Wednesday, June 10, 2009

Salman Rushdie: The Oral Narrative

In an interview in 1985, Rushdie talks about the techniques he used in Midnight's Children as his attempt to reproduce the traditional techniques of the Indian oral narrative tradition:

"Listening to this man (a famous story teller in Baroda) reminded me of the shape of the oral narrative. It's not linear. An oral narrative does not go from the beginning to the middle to the end of the story. It goes in great swoops, it goes in spirals or in loops, it every so often reiterates something that happened earlier to remind you, and then takes you off again, sometimes summarises itself, it frequently digresses off into something that the story teller appears just to have thought of, then it comes back to the main thrust of the narrative...

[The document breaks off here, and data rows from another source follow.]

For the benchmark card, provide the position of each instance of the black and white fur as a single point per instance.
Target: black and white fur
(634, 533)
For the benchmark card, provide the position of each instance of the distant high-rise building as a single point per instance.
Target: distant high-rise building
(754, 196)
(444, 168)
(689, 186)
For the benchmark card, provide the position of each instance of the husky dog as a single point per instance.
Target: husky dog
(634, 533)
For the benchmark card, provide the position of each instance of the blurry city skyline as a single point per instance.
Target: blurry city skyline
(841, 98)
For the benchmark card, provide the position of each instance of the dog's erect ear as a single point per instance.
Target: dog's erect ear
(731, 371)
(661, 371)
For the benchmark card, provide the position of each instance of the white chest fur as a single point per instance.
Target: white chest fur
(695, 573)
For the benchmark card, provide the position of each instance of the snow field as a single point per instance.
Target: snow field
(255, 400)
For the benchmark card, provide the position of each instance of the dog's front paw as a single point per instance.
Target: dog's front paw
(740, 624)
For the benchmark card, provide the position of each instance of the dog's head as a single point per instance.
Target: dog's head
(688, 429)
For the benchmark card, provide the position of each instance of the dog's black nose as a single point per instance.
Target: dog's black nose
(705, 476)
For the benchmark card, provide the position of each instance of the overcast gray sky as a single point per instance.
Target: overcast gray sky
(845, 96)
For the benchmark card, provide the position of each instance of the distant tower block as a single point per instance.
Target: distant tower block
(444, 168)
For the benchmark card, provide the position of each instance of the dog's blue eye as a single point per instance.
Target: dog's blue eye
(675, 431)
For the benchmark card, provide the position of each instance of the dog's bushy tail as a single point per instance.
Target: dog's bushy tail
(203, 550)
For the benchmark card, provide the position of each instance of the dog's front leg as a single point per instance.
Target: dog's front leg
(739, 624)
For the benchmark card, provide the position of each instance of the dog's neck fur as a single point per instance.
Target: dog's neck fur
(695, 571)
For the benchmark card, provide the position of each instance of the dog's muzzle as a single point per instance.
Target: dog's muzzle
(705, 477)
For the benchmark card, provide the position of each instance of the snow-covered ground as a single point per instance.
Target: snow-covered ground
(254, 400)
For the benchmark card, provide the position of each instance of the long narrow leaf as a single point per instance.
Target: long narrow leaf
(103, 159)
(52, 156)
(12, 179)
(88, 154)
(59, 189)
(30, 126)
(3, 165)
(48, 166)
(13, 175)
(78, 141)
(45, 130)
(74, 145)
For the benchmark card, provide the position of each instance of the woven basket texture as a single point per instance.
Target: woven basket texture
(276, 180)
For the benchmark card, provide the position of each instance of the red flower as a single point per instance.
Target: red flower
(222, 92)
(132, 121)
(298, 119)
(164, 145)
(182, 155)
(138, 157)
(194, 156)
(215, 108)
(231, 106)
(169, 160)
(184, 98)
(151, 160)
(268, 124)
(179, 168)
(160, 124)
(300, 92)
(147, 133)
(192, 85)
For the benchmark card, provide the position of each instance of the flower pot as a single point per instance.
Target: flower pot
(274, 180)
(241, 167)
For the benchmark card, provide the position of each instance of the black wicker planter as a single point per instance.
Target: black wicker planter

"So that's what Midnight's Children was, I think, and I think everything about Laurence Sterne, Garcia Marquez, and all that, comes a long way behind that, and that was the thing that I felt when writing it that I was trying to do."

Enlightenment

Everything I know
about Buddhism
I know
because of you.

I was only a child
then--I believed in you
I believed, I believed
in every word
you said.

One night I sat, cross-legged
and prayed, in front of
the altar because
you
told me to.

That night
instead of going to bed
that night because
you
told me to

I chanted
I chanted
a thousand
and one prayers:

Quan The Am Bo Tat...
Quan The Am Bo Tat...
Quan The Am Bo Tat...

I was too young
to understand
the journey.

I have lost my way since
the night you left me
the night
Quan Am passed me by.

Sunday, June 7, 2009

Why I am cheating on you, notebook...

That's right, notebook. I am having an affair...with my new blog. I can't help it. I'm only human. This blog is so pretty, so public, so new. You, on the other hand, have always been so private, so primitive, so likely to expire. The idea of a writer traversing fields and ponds with her leather bound notebook in tow is so passe, so a romantic impossibility belonging only to the realm of writerly images. I was never able to bound you in cow skin. You abhorred it; I could barely afford it. And where are these fields and ponds that supposedly generate great characters for the next-great-Canadian-novels? I am still looking for that one tree you once promised me, that little moss covered nook at the base of a trunk, that deep contemplative shade away from the hazy summer sun. Hhmph. More writerly images.

I'm sorry, notebook. But I do think it's time we try other connections. I'll come back to you every once in a while. Will you be there for me in moments of crisis? moments of severe self-doubt? moments of unbearable loneliness? I'm sure my new blog is not equipped for containing such abysses. But you are. You have always been my most faithful crevasse.